Children in the study had not had chicken-pox or herpes zoster and were exposed to a family member with active varicella. Oral acyclovir was administered in a dosage of 40 mg per kg per day, in four divided doses. Prophylactic therapy was started seven days after exposure and continued for one week. Children were excluded if they had a history of immune deficiency or therapy with cytotoxic or immunosuppressive drugs or immune globulins.

VZV-specific cellular immunity was evaluated by means of the lymphocyte proliferation test (LPT), a skin test reaction to varicella virus antigen four weeks after exposure and determination of VZV-specific IgG antibody. For the skin test, a reaction greater than 5 mm was considered positive. An indirect enzyme-linked immunosorbent assay (ELISA) was used to quantify IgG antibody to VZV. The presence of specific immunity to VZV was defined as a positive result on at least one of the three tests.
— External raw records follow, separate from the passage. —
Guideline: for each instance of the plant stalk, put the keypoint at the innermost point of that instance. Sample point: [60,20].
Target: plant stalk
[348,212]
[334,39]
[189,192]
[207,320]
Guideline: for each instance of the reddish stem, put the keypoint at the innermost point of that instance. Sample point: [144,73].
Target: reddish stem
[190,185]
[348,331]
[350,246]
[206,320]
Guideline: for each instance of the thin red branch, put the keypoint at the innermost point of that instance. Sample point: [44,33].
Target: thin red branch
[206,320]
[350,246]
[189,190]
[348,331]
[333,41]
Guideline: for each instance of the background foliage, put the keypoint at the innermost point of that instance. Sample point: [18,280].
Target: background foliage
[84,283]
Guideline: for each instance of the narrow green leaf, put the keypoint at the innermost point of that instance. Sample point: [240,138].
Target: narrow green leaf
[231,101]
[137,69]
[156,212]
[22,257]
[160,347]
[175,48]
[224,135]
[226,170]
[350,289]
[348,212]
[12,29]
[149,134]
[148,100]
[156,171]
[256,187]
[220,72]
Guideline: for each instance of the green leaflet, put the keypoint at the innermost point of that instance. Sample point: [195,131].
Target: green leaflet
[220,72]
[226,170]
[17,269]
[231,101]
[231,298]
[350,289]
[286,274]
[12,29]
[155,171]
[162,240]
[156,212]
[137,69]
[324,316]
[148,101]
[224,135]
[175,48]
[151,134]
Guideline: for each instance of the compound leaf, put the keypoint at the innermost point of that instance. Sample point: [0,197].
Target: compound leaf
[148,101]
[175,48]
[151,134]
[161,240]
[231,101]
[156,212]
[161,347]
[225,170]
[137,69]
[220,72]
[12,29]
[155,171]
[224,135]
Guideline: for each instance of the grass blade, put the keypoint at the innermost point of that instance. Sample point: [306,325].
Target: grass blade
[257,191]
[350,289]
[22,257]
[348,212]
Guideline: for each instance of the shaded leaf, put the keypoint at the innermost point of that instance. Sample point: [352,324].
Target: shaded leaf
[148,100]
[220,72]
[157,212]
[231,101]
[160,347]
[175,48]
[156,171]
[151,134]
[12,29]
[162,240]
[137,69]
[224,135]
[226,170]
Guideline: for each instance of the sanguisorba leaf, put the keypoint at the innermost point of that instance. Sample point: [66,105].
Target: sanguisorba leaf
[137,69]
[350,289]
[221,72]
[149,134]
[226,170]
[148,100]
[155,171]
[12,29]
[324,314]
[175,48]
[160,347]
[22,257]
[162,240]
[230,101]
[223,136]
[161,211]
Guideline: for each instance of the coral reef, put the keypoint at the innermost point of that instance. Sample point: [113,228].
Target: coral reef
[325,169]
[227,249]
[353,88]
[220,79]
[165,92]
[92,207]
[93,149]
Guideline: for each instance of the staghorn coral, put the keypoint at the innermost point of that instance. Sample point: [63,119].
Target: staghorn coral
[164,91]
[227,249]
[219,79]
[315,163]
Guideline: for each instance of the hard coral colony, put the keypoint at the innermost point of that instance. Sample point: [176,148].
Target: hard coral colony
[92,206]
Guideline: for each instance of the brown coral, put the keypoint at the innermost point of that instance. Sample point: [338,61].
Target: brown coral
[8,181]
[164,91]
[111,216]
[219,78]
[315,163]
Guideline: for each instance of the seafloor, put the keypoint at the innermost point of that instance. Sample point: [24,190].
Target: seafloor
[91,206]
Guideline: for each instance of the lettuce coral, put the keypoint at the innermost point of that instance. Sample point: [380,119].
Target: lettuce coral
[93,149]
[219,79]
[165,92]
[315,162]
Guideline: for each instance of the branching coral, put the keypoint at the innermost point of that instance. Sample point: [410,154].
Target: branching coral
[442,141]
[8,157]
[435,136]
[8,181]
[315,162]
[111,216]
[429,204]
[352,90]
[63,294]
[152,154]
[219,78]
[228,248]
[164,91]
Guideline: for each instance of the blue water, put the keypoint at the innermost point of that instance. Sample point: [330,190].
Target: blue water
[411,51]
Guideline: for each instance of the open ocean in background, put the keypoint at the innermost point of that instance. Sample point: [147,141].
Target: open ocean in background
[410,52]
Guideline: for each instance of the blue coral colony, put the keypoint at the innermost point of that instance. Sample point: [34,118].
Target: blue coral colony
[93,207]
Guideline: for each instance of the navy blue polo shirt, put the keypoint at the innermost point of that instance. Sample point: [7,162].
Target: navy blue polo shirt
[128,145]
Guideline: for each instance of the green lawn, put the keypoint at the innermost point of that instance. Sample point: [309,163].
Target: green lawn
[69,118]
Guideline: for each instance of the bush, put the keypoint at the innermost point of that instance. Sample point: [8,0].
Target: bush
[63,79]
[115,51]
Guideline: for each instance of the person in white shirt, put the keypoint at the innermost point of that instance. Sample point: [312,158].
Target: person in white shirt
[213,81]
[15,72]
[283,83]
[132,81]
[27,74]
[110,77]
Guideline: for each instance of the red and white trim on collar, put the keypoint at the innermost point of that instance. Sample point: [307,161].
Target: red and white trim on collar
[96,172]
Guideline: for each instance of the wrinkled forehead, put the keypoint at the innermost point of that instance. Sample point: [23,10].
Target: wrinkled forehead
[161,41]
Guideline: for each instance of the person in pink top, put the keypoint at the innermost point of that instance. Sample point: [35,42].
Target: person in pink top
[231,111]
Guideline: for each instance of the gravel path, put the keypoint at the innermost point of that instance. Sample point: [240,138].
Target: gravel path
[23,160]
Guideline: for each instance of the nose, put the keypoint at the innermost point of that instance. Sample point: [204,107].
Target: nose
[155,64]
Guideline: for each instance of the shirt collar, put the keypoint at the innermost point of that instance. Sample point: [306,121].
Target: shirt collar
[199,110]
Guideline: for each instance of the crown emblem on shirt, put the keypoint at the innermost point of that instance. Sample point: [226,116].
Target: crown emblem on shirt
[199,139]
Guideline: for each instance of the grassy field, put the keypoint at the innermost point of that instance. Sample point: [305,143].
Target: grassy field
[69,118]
Ten of the 13 children who were susceptible to varicella before exposure acquired specific VZV immunity. Each of these 10 children had positive results on the LPT, although the magnitude of the response varied. The stimulation index (the measure for the LPT) ranged from a low of 2.58 to a high of 260.50. A stimulation index of 2.5 or greater was defined as a positive test result. These 10 children did not develop symptoms of varicella. One child did not show an immune response but also had not developed primary varicella by the 34th day after exposure. Two children had the onset of varicella symptoms 19 and 21 days after exposure, suggesting that the acyclovir prophylaxis failed.

Skin test results were positive in seven of 10 children. A fourfold rise in VZV-specific IgG titer by ELISA occurred in three of the 10 children. In four children, antibody activity was detected at baseline, suggesting the presence of maternally acquired antibody. Two children had positive antibody responses to VZV by ELISA on the sixth and 10th days after exposure, indicating that they had acquired specific immunity from asymptomatic infection before the documented exposure.

The authors conclude that cell-mediated immunity to VZV develops following exposure to chickenpox in children who receive acyclovir prophylaxis. The findings corroborate previous studies that have shown acyclovir to be effective in preventing symptomatic chickenpox in children if prophylaxis is initiated seven to 14 days after exposure. In the authors' study, the peak immune response occurred three to five weeks after exposure to VZV, which is the same as that observed in children who contract active infection. The authors state that the varicella vaccine is the first choice for prophylaxis, but acyclovir is an alternative if vaccination is not possible within a few days after exposure. A VZV immune status should be determined in children who receive acyclovir prophylaxis to document immunity and avoid unnecessary administration of varicella vaccine in children with acquired immunity.